Here’s is what I think most folks need when the “For The Love I Can’t Do Any More Meal Prep Blues” hit: a really easy dinner.  Enter this recipe.  15 minutes, I promise, and this thing is ready to go.  It’s the time equivalent of Kraft Mac’n’Cheese only much healthier.

What does this recipe have going for it?  Some cheater ingredients. Not “cheater” as in bad for you, but “cheater” as in, the hard work is done already. In my case, my go to is a large contingent of Trader Joe’s freezer section.

To be fair, I love a lot of their freezer items (turkey burgers galore, anyone?).  My main squeeze for this meal, though, is their spiral zucchini.  I don’t own a spiralizer – and that sounds like a LOT of work – so these are my ultimate shortcut.

Also, while I love shrimp in basically any form, their Argentinian Red Shrimp is also a love. Most versions of frozen raw shrimp will work, however, and can be found at almost any local grocer.  Since compliant sausage can be little harder, you can give some of these variations a try:

  • TJ’s spicy italian or garlic herb chicken sausage are my faves
  • Applegate – found at a bunch of different stores, they have sweet italian or fire roasted red pepper
  • Meat counters – make sure you ask for sausage with no sugar/unsweetened, some spots like HyVee or Whole Foods do have options

I should start off by saying that this recipe is really for 1-2 people.  However, if you would like to make for a larger family, or just enjoy leftovers, you can easily double it.  (Two packages of zucchini spirals, a whole pound of shrimp, whole peppers, etc.)

Because I am one of two in my house that eats shrimp, and my sister is also cooking for one, I built this recipe to fit the two of us. Yep.  Sort of selfish this time around.

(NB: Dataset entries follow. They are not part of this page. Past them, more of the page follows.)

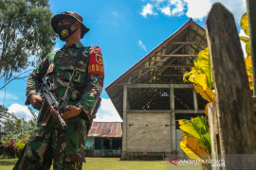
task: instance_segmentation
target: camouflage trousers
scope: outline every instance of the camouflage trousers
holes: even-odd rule
[[[56,126],[50,118],[46,126],[36,126],[13,169],[82,169],[85,162],[85,121],[76,117],[66,122],[67,128]]]

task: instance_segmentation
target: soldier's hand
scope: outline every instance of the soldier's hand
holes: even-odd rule
[[[81,108],[77,108],[75,106],[72,105],[68,105],[65,109],[65,112],[62,113],[61,116],[64,120],[71,118],[71,117],[75,117],[77,115],[79,115],[82,112],[82,109]]]
[[[32,94],[29,96],[28,100],[35,110],[40,110],[43,102],[43,98],[40,95]]]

getting startedFor prep, this meal will use one pan, one cutting board and one strainer.  Pretty straight forward if I do say so myself.  To prepare the zucchini spirals, you will essentially follow the package instructions.  Place the spirals in a saute pan and cover them.  I cooked mine for about 6 minutes, until they were thawed completely and could easily be tossed in the pan.

While these are cooking, you can get to prepping the rest of your ingredients.  Dice up half of two different colored peppers, or one whole pepper, if you so choose.  I was working with one orange and one red bell pepper, simply because I like the color variation.  (Have I mentioned I like to play with my food?)  Slice the sausages and set all of this aside as you return to your zucchini “noodles”.

If you use the same zucchini spirals, you will find there is still a fair amount of liquid in the pan.  I placed mine in a strainer to drain while I cooked the remaining ingredients.

peppers cookingOnce you return the pan to the stove, circle the pan with one tablespoon of olive oil.  Toss the peppers and sausage in the pan, coat with olive oil and allow to the sausage some time to brown.  The peppers will soften a bit as they cook, as well.  This should take about 5 to 6 minutes total.

Meanwhile, mince one clove of garlic.  This can be done by finely chopping with a knife, or you can whip out a handy garlic press, if you happen to own one.

Toss the garlic, shrimp, salt and cajun seasoning to the pan.  Lightly toss everything together to coat.  No matter the type of raw shrimp you use in this recipe, your shrimp should shrink a bit and brighten to vibrant pink or red.  This does not take long!! Watch your shrimp carefully, as you don’t want them to over cook.  About 3 to 4 minutes should do it.

Final stage

Lastly, push all of your cooked proteins and veggies to one side of the pan, and place strained the zoodles back in.  For just one more quick minute – really, like 60 seconds – saute the “noodles” to warm up and finish the last minute of cooking.  Toss everything in your pan together, and devour!